Author(s): B. Blackard, K. Willam, and S. Mettupalayam

Publication: Special Publication

Volume: 265

Issue:

Appears on pages(s): 199-122

Keywords: cyclic shear experiments; masonry infill walls; window and door openings.

Date: 10/1/2009

Abstract:
The paper summarizes the main experimental findings of a test program at the University of Colorado, Boulder on 2/3-scale unreinforced masonry walls bounded by nonductile reinforced concrete frames. The test program was carried out within the frame of a NEESR-SG project headed by Benson Shing at UC San Diego. The cyclic pushover tests on single panels involved two-wythe masonry walls of solid clay bricks with and without window and door openings. The infilled frames were preloaded in the vertical direction by two jacks at 35 kips (156 kN) each to emulate the confinement of a multistory building.

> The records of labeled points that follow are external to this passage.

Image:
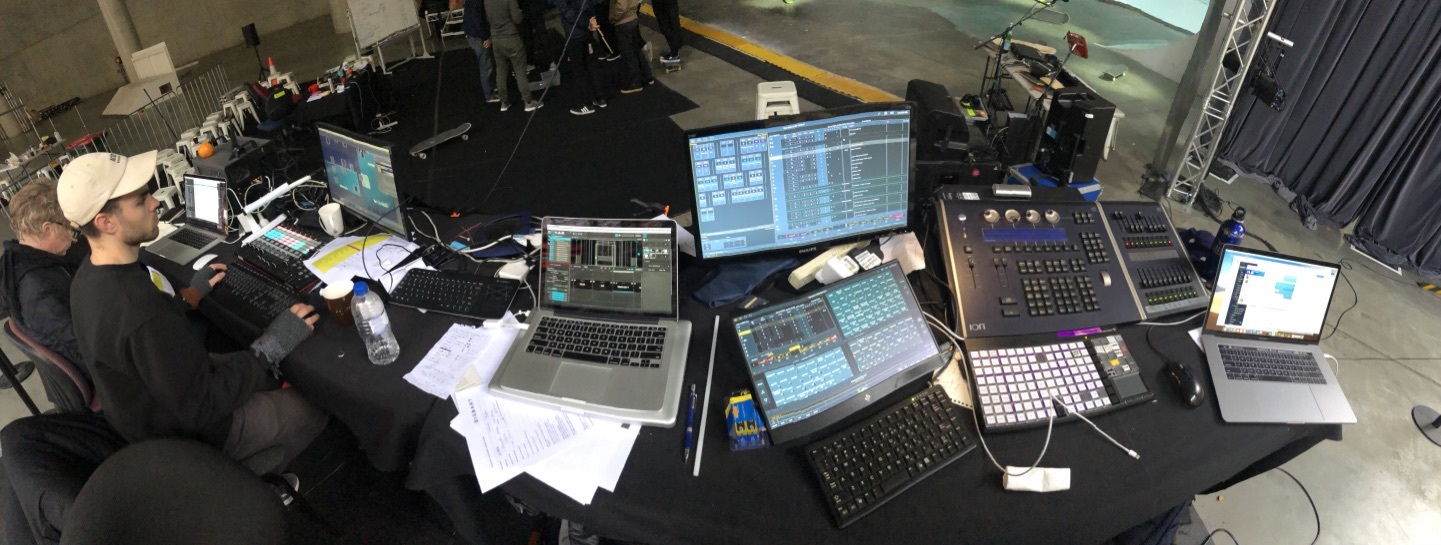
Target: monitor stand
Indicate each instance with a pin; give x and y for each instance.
(1428, 421)
(739, 277)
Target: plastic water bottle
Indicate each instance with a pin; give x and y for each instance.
(375, 326)
(1231, 232)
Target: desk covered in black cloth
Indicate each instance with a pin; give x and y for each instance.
(770, 495)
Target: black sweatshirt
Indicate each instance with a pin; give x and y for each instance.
(153, 375)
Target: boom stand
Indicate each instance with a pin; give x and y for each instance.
(1428, 421)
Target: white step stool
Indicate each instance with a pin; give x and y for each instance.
(775, 98)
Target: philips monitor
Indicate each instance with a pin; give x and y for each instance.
(362, 178)
(799, 183)
(820, 358)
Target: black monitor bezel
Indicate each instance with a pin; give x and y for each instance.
(399, 193)
(810, 250)
(858, 402)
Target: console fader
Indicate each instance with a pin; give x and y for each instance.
(1153, 254)
(1032, 266)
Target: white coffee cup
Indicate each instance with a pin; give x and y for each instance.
(332, 221)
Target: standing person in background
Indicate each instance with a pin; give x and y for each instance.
(477, 32)
(577, 56)
(667, 18)
(630, 45)
(510, 54)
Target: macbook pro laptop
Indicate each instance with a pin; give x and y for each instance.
(206, 218)
(605, 338)
(1263, 340)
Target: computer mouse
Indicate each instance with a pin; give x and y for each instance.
(202, 261)
(1186, 384)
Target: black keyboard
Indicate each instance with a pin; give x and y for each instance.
(1016, 377)
(252, 296)
(885, 454)
(611, 343)
(1273, 365)
(456, 293)
(193, 238)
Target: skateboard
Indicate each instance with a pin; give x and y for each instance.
(440, 139)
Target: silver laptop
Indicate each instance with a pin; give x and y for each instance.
(607, 338)
(206, 221)
(1263, 340)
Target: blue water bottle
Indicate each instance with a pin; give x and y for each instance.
(1231, 232)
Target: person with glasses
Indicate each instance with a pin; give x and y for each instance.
(35, 273)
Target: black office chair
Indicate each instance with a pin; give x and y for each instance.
(173, 490)
(64, 384)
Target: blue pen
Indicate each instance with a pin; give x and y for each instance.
(690, 421)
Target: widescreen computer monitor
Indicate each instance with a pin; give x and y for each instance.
(820, 358)
(362, 178)
(801, 182)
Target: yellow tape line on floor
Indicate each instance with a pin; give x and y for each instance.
(816, 75)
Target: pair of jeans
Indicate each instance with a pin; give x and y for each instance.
(510, 58)
(633, 58)
(487, 81)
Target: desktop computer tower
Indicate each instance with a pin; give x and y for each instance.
(1075, 134)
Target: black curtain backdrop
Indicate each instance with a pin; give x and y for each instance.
(1358, 139)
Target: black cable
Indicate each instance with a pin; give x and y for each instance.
(1309, 499)
(1355, 302)
(1221, 531)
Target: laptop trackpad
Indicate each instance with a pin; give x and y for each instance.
(581, 381)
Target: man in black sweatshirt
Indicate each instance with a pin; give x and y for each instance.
(154, 378)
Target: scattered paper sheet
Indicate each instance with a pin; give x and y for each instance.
(368, 257)
(441, 369)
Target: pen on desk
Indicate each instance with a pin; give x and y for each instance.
(690, 421)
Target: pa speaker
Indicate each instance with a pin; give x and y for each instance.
(251, 36)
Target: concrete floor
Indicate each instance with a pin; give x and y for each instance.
(1378, 486)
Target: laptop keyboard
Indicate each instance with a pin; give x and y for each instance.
(192, 238)
(610, 343)
(1258, 364)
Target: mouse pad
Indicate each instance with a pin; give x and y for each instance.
(580, 381)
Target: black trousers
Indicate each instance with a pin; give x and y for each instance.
(667, 18)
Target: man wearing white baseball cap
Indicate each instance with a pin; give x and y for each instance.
(154, 378)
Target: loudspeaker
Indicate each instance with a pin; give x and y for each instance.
(251, 36)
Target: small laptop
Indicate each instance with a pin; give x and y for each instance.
(605, 338)
(206, 221)
(1263, 340)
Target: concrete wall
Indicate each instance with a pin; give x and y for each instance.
(55, 49)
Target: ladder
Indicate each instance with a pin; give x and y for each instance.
(1247, 32)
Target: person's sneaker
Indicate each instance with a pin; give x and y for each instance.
(284, 495)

Cyclic lateral shear loads of increasing amplitude were applied by the high-performance 220 kip (979 KN) MTS actuator of the Colorado NEES equipment facility. The counterintuitive observations of the test program were the small effects of window and door openings on the overall stiffness and strength properties of the masonry infilled reinforced concrete frames. In fact, the initial elastic stiffness properties exhibited no significant stiffness degradation compared withthe full masonry wall when window and door openings were included in the masonry wall. Moreover, the maximum shear resistance and the residual shear capacity after loss of adhesion did not exhibit significant deterioration when window or door openings were included. In addition, the eccentricity of the window and door openings had little influence on the cyclic performance of the pushover tests when compared with the performance of the masonry wall without opening. In conclusion, the infill masonry walls exhibited surprising resilience up to drift levels of 2% in spite of the brittle nature of unreinforced masonry and nonductile bounding reinforced frames. This apparent ductility of the brittle composite components may be attributed to the overall confinement of the reinforced concrete bounding frame and the vertical preloading.